Maddeye hakim olmak için dünya okulunun derslerini aldığımızı söyleyip duruyoruz. Buradaki hakimiyet kavramı, zihin yoluyla bir boyut içerisine yönlendirilen imajlar ve bu imajlardan ötürü meydana çıkan duygu ve düşüncelere, aynı zamanda bunlardan ötürü meydana gelen realitelere hakim olabilmek ile ilgilidir. Bu hakimiyet, varlığın gelişmişliği ile orantılı olarak değişir ve her realite geçişinde idrakle birlikte yükselen anlayışlarda varlığı hakikate ulaştırır.
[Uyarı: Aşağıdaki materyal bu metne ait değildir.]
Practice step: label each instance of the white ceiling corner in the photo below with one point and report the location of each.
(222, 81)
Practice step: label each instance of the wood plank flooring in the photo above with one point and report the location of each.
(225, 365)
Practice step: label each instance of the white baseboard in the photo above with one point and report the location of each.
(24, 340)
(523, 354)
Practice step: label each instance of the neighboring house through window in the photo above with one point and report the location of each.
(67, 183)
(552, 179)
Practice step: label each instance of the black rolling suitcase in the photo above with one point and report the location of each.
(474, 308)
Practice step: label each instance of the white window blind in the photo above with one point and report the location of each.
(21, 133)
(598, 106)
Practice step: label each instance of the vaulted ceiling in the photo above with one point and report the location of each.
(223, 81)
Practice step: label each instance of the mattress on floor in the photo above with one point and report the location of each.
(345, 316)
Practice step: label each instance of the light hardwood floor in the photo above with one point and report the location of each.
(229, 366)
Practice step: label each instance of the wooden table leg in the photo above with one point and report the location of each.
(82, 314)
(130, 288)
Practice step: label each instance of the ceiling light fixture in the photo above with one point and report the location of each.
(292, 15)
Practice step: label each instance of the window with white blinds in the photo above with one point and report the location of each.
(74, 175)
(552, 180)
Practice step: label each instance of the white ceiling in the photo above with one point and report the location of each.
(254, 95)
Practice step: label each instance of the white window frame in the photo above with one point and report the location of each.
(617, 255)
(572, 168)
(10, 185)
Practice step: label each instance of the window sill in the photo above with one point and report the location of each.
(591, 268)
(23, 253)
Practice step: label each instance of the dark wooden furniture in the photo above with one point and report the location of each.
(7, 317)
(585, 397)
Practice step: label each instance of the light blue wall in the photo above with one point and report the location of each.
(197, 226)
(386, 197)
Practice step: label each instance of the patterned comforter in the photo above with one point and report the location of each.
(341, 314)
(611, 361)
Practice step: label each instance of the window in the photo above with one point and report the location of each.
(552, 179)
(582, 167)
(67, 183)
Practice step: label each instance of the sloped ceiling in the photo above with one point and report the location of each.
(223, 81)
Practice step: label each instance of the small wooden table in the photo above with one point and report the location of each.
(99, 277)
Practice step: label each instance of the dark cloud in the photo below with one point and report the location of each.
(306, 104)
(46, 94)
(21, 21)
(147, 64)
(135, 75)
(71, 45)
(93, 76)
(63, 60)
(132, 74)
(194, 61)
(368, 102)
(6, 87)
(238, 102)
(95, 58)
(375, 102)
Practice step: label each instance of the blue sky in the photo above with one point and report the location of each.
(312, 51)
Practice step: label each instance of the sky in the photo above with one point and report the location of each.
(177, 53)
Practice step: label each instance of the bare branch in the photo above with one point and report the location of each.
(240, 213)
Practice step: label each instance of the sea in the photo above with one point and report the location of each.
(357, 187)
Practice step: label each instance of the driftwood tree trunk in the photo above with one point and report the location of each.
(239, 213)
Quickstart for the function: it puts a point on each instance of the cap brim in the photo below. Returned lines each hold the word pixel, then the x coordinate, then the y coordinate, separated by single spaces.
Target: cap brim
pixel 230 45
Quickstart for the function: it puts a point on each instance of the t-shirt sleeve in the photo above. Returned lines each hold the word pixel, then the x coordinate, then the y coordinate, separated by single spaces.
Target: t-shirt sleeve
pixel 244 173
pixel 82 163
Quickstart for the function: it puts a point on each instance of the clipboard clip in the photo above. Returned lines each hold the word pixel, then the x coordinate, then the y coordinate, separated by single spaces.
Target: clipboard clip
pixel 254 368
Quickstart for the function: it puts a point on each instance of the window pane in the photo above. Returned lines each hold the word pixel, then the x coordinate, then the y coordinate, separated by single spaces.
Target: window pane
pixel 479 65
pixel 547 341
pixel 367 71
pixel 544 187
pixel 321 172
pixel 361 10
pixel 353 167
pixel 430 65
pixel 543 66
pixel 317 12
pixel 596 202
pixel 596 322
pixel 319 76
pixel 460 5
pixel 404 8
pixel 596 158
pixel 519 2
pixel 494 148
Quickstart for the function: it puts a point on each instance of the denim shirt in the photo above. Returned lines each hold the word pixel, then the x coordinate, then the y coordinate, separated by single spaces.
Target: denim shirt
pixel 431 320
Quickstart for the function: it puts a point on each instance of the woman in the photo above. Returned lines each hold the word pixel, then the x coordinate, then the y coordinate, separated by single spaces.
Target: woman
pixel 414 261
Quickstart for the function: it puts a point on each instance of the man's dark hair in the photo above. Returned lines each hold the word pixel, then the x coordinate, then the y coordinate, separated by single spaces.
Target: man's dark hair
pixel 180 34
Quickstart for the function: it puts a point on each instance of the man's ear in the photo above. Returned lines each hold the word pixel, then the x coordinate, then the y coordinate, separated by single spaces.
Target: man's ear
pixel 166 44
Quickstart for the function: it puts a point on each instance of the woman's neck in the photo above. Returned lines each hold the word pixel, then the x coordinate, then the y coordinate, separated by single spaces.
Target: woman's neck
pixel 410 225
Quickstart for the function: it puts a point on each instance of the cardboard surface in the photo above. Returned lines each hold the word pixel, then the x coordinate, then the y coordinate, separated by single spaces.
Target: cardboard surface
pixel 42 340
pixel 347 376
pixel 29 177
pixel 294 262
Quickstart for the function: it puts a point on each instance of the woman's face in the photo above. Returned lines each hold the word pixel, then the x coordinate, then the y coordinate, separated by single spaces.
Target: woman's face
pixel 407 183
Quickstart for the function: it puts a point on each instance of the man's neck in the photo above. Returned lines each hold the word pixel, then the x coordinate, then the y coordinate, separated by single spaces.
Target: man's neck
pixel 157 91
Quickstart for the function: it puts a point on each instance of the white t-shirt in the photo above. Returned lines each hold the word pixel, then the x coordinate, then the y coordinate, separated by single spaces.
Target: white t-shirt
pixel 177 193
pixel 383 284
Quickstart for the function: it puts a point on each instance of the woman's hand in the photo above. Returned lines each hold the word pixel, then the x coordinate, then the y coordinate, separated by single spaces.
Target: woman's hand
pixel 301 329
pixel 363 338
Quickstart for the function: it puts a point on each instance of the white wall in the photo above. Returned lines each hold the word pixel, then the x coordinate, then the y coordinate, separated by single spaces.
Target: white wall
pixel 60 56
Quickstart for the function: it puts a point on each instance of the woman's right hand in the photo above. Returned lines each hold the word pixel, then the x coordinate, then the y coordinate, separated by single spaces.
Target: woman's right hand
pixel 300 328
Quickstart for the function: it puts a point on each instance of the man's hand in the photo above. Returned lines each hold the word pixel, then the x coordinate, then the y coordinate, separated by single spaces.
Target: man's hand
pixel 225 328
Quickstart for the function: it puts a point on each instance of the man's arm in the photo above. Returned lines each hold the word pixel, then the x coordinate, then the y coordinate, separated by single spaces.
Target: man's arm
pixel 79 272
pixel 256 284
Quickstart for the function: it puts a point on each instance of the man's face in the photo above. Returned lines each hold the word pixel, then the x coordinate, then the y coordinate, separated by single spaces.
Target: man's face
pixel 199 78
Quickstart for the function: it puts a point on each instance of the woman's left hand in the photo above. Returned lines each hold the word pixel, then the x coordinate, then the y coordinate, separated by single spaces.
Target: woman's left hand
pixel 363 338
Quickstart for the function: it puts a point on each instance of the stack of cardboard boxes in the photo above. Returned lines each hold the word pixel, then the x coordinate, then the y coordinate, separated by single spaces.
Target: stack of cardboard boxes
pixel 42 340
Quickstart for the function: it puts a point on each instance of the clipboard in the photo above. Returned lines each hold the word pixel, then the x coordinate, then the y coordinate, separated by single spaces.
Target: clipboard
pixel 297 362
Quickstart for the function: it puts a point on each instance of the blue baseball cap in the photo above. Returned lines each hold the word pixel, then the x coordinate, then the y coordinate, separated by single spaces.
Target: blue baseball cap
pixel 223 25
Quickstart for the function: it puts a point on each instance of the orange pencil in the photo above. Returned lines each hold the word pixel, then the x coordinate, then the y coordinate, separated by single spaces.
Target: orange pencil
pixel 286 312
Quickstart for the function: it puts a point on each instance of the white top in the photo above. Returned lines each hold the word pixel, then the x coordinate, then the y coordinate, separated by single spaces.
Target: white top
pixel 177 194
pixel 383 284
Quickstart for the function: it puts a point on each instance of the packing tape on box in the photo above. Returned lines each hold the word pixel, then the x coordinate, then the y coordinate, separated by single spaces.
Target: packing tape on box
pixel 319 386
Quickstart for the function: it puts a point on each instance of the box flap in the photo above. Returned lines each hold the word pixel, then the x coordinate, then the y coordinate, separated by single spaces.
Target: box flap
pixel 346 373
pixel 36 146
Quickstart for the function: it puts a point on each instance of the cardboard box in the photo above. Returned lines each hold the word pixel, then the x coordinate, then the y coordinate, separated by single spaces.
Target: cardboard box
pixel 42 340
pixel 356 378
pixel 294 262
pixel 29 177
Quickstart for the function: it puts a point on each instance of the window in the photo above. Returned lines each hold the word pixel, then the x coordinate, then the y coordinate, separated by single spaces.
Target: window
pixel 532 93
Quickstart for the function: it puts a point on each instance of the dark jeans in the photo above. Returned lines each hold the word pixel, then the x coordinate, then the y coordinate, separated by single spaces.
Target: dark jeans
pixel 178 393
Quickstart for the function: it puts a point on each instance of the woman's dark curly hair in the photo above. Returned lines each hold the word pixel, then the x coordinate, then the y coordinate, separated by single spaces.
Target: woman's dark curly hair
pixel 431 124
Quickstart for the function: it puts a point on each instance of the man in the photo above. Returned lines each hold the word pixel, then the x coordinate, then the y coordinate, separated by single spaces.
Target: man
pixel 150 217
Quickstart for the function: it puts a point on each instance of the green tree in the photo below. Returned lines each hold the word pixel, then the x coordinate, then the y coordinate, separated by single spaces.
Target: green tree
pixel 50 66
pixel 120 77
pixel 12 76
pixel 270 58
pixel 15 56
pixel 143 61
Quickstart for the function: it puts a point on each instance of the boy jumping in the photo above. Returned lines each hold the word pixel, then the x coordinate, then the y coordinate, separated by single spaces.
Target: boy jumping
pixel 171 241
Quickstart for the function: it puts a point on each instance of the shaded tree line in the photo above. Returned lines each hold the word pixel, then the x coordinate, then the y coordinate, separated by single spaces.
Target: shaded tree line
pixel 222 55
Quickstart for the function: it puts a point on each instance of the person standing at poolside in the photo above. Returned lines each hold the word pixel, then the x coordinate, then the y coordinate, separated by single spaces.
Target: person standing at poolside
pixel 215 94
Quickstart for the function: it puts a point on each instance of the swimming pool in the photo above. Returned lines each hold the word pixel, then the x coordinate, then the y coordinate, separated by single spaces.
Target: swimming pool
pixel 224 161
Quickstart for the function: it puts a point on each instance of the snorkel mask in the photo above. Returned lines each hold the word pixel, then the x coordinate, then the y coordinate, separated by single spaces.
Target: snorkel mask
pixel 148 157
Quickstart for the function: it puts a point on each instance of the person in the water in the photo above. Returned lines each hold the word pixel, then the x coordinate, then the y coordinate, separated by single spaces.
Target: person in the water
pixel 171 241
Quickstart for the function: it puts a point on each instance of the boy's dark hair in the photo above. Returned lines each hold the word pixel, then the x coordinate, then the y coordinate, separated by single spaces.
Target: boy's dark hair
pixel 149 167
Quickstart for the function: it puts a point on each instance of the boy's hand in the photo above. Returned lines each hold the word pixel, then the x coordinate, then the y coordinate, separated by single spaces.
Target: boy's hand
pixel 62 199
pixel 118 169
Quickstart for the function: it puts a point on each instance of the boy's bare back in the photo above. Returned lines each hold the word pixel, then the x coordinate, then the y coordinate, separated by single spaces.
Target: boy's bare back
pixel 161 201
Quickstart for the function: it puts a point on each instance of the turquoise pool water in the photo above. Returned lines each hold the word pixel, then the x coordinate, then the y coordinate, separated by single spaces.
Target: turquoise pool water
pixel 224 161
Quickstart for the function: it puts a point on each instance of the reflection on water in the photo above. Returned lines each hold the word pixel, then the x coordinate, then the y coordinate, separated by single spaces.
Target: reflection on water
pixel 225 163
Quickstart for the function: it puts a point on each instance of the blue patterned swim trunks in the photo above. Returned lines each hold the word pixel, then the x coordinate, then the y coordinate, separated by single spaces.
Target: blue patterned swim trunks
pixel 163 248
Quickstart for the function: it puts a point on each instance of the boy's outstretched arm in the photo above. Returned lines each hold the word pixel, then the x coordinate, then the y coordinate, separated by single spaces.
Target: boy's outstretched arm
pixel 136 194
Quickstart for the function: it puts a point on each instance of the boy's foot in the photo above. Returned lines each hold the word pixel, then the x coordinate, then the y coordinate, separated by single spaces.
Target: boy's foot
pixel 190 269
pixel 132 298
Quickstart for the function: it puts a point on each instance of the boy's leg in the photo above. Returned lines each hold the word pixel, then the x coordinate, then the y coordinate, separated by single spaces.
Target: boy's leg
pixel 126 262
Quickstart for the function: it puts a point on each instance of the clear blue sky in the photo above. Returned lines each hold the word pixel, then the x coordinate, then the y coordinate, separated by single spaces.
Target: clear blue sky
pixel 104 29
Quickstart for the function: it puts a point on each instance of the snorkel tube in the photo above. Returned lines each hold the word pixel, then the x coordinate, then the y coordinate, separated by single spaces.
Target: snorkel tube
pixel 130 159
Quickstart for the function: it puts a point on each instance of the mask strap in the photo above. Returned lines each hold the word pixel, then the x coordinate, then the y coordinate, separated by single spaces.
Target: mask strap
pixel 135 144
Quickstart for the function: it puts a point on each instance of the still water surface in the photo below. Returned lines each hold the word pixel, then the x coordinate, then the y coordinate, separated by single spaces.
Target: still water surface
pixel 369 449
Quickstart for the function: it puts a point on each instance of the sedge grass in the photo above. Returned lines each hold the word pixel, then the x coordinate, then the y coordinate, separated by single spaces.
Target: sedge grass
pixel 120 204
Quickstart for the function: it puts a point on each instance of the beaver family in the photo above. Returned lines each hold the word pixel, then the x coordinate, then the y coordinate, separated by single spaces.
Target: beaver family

Duygu ve düşünceler varlığın yaratımıdır. Bunların temeli olan imajlar bir mekan içerisinde tezahür etmeye başladıkları anda mekanik bir yapıya bürünmeye başlarlar. Dolayısıyla duygu, düşünce ve hislerimizden ötürü oluşan egolarımız da mekanik ve sınırlıdır. Asıl koşullanmayı yaratan da bu sınırlardır. Üçüncü yoğunluk düzleminde bulunmamızın temel amacının, egonun idrak ve sevgiyle dönüştürülmesi, katı döngülerin mekanik olmayan yüksek karakterli anlayış biçimleriyle değiştirilmesi olduğunu hatırlamak gerekir.

Burak Cömertler





ANDA MI KALMALIYIM?

 "Anda kalmalıyım" diyerek ana gelinmeye çalışılması, yaşam döngülerine farkındalıkla odaklanılmadığı sürece, geçici bir rahatlama...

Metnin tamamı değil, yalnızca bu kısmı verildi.